Con la olla de presión, Navarrete también tenía una historia. Era una Haier, modelo YL, que el Estado le vendió a la población por los tiempos de la Revolución Energética; sin la tapa y sin el cabo, eso sí. Nadie se explica por qué los chinos vendían por aquel entonces la olla, la tapa y los cabos por separados, ni cómo los empresarios cubanos se las compraban así. Tras varios meses de espera un día entraron las tapas al almacén y luego los cabos. Ahora Navarrete, un tipo con suerte, equipado con todo lo necesario, iba a realizar el sueño de su esposa. Se sentó feliz frente al televisor a ver un importante partido de fútbol de la Liga Española. Mientras se deleitaba con el aroma del fricasé que, desde la cocina, invadía la vivienda.

“Verán lo que es una comida de verdad rica”, decía Elvira a sus dos hijas pequeñas mientras terminaba el arroz y preparaba la ensalada de tomates. Pero en lo mejor del juego, cuando el fricasé estuvo listo, Navarrete escuchó a su mujer refunfuñar, luego echar dos palabrotas y finalmente un grito:

“¡La tapa de la olla se trabó!”.

Fue a la cocina y, efectivamente, la olla no podía destaparse de ninguna forma. Buscó a su vecino Pablito, técnico en electrodomésticos que ayuda a los vecinos en todos los percances, y el experto dictaminó que la tapa se había compactado.

“Estas ollas son una mierda. Conozco varios casos similares que tuvieron que botarla en la basura con el potaje dentro”.
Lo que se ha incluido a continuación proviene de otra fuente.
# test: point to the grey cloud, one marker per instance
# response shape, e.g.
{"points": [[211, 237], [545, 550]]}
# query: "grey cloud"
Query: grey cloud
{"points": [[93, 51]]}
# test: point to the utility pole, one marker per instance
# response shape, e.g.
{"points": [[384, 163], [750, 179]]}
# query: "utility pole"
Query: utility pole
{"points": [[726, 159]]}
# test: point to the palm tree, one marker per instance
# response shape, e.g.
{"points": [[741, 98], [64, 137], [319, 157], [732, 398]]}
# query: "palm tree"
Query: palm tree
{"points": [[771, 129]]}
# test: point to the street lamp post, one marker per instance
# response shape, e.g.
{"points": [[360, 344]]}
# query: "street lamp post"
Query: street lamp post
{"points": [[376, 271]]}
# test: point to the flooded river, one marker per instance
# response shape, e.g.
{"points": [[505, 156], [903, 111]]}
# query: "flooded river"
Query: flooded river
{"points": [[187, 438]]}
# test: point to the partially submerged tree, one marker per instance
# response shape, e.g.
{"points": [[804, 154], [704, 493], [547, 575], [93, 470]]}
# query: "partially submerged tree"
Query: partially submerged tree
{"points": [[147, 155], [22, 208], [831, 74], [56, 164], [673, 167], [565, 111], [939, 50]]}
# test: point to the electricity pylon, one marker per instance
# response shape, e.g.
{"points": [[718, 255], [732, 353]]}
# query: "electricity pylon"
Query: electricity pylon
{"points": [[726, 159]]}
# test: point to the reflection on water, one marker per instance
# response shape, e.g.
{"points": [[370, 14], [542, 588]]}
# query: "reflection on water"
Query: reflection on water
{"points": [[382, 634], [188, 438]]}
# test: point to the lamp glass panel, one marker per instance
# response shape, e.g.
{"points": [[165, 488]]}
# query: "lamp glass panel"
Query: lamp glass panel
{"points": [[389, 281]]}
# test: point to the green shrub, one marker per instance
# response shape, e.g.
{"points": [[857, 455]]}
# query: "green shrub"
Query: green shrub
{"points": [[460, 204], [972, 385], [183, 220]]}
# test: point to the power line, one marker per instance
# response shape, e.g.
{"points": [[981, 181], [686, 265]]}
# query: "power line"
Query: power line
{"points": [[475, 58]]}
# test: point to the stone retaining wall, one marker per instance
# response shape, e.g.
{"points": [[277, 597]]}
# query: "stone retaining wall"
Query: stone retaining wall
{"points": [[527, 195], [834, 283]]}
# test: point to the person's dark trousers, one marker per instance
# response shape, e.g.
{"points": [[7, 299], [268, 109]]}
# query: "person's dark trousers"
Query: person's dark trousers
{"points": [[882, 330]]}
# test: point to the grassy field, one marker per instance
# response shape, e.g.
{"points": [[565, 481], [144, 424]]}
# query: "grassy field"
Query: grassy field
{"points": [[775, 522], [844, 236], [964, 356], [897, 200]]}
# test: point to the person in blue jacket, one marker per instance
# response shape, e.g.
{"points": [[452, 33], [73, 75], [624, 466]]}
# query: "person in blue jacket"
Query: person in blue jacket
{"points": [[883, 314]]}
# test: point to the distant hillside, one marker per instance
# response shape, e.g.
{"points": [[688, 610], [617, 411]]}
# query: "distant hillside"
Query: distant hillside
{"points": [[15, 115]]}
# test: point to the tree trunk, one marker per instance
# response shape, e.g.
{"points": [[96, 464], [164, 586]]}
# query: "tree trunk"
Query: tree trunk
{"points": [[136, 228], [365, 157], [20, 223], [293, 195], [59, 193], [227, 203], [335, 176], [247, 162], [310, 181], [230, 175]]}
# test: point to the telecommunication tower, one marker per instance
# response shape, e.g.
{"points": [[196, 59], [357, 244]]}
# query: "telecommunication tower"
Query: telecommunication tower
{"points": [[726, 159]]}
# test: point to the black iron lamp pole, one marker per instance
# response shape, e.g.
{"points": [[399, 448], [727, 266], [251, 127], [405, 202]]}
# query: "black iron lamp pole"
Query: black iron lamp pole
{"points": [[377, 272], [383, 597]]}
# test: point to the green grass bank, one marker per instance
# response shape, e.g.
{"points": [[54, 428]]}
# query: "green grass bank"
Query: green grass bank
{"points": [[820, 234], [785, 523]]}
Esta solución aterró a Navarrete que, todavía esperanzado, dijo: “Puedo botar la olla, pero no su contenido, así que ayúdame a abrirla… ¡como sea!”.

Pablito continuó por un buen rato intentado abrirla, inútilmente. Confesó que el único con herramientas para ese trabajo era Armando quien, a su vez, trajo un martillo y un cincel, y comenzó a golpear fuertemente la tapa, siguiendo el curso de la rosca para ver si cedía. Nada, nada de nada.

Navarrete se rascaba la cabeza, Elvira daba paseítos por la sala, las niñas no comprendían qué estaba pasando. Mientras, Pablito sujetaba la olla y Armando daba martillazos, pero aquello parecía la muralla china. Los golpes se elevaban sobre el ruido de un taladro en la casa de al lado. Hubo un momento en que la vivienda retumbó como si fuera a desplomarse, pero la tapa no cedía.

“La olla no importa, hay que sacar lo que tiene dentro”, decía Navarrete cada cierto tiempo, azuzando a los dos hombres que sudaban a chorros y que, tras un rato de titánico esfuerzo, consiguieron romper la tapa y abrir finalmente la olla.

Hubo aplausos, gritos de alegría y chiflidos de triunfo cuando tuvieron delante la carne con papas y su fragancia afrodisíaca. Navarrete se creyó otra vez un tipo feliz, con la suerte de contar con vecinos como Pablito y Armando, y poder cumplir el viejo sueño de su esposa, que ese día comió a placer y recordó su niñez a cada bocado.